Where is the Mirador Basin?
The Mirador-Calakmul Basin is in Guatemala, north of Petén, and southern Campeche, Mexico, with the border of Mexico running through the mid-section of the system. It is part of the Maya Biosphere Reserve, and the Calakmul World Heritage Biosphere, and together form the last remaining tropical rainforest in the region.
What is the Mirador Basin?
The Mirador-Calakmul Basin is a geological depression found in the rainforests of northern Petén, Guatemala, and southern Campeche, Mexico. The entire system spreads across 1.6 million acres of pristine tropical forest (2500 square miles), and includes a variety of flora and fauna, contributing greatly to the biodiversity of the region because of the six types of tropical forest found within the system. It consists of several shallow drainages which drain gradually into the San Pedro and Candelaria Rivers.
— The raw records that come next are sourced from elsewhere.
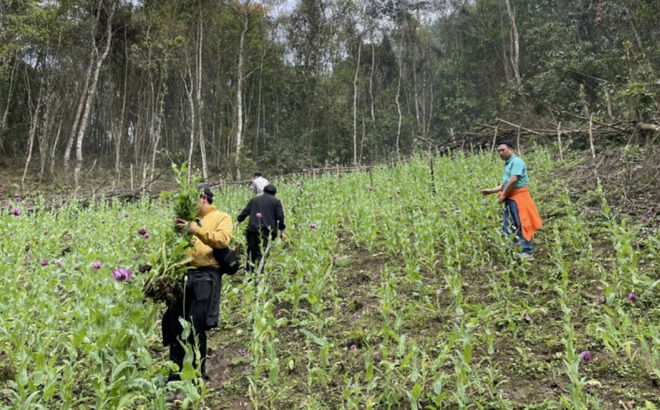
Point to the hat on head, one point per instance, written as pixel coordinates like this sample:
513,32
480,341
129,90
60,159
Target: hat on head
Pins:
270,189
206,191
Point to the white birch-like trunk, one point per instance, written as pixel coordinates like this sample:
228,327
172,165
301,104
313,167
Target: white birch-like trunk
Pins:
515,43
92,93
239,97
191,104
200,102
5,114
33,131
355,78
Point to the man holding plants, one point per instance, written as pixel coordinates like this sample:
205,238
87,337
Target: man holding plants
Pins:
266,217
199,303
520,214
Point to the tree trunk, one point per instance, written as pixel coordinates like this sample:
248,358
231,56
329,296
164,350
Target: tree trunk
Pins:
515,43
92,91
355,78
33,127
398,101
191,104
239,96
3,120
199,100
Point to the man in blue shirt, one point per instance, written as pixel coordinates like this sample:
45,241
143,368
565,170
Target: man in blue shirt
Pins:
520,215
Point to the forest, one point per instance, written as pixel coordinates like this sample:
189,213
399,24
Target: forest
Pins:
237,85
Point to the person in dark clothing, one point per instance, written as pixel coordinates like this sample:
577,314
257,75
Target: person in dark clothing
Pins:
266,217
200,302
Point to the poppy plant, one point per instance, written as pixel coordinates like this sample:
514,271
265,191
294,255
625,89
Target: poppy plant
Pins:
122,274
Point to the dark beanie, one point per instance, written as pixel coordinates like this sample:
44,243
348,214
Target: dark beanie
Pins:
270,189
207,191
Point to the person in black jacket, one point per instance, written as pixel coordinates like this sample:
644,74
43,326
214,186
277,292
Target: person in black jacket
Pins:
266,217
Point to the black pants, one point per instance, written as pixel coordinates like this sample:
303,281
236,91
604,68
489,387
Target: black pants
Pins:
257,242
196,305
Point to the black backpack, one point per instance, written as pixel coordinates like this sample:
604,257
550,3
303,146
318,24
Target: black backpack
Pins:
227,259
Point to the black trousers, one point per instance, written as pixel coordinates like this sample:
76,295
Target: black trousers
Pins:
196,305
257,242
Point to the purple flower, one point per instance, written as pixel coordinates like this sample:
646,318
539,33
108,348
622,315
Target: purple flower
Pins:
585,356
122,274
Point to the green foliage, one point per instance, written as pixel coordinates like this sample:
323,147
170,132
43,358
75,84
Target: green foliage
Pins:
169,263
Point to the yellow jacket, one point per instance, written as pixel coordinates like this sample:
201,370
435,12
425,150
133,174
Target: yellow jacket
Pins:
213,231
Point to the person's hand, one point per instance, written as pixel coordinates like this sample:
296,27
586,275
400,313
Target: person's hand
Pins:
183,224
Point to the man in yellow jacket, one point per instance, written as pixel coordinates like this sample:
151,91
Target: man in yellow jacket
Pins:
520,214
200,301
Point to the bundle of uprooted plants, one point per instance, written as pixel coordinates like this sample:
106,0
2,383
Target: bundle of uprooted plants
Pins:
170,262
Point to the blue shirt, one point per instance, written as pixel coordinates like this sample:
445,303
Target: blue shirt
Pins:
515,166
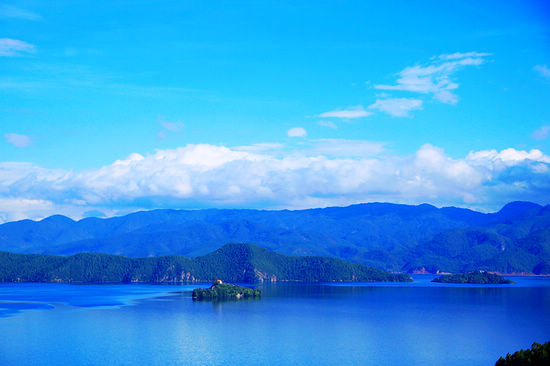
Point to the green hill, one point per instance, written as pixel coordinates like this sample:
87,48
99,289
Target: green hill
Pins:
477,277
243,263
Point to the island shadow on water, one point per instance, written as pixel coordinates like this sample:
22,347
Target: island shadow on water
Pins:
220,291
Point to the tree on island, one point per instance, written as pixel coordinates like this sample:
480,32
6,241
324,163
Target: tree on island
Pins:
538,354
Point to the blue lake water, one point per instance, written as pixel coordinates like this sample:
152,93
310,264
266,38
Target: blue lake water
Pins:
420,323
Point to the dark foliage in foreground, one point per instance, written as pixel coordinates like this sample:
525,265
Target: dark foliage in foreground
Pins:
538,354
243,263
478,277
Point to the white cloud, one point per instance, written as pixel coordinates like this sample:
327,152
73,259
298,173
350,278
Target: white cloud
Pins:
543,70
13,47
328,172
17,139
351,112
435,77
296,132
328,124
397,107
459,55
346,148
9,11
541,133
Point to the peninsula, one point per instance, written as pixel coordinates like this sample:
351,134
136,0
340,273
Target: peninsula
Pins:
475,277
236,263
225,291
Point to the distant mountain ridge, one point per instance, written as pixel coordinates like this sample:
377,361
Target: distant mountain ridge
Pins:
244,263
389,236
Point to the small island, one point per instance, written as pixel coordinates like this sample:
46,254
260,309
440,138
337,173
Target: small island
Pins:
475,277
224,291
538,354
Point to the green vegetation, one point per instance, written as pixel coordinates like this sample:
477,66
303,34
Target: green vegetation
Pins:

The Mirador-Calakmul Basin is known for its historical significance, being the birthplace of Maya Civilization and containing more than 51 pre-Hispanic Maya cities that have now been mapped and archaeologically tested on the Guatemalan side of the border. Many of these cities were founded nearly 3000 years ago, and there are many more cities yet to be explored. These cities were interconnected by the first superhighway system in the world. The Mirador-Calakmul Basin is also home to the pyramid of La Danta, which is possibly the world’s largest ancient structure by volume. Over the past two decades, archaeologists such as Dr. Richard Hansen of the Mirador Basin Project, Dr. William Folan and Dr. Ramon Carrasco of the Calakmul Biosphere Reserve, and Dr. Kathryn Reese-Taylor of the Yaxnohcah project in Campeche have taken great interest in the area due to its abundance of ancient sites and evidences of Pre-classic Maya occupation which tell a story of humanity that has never been revealed before.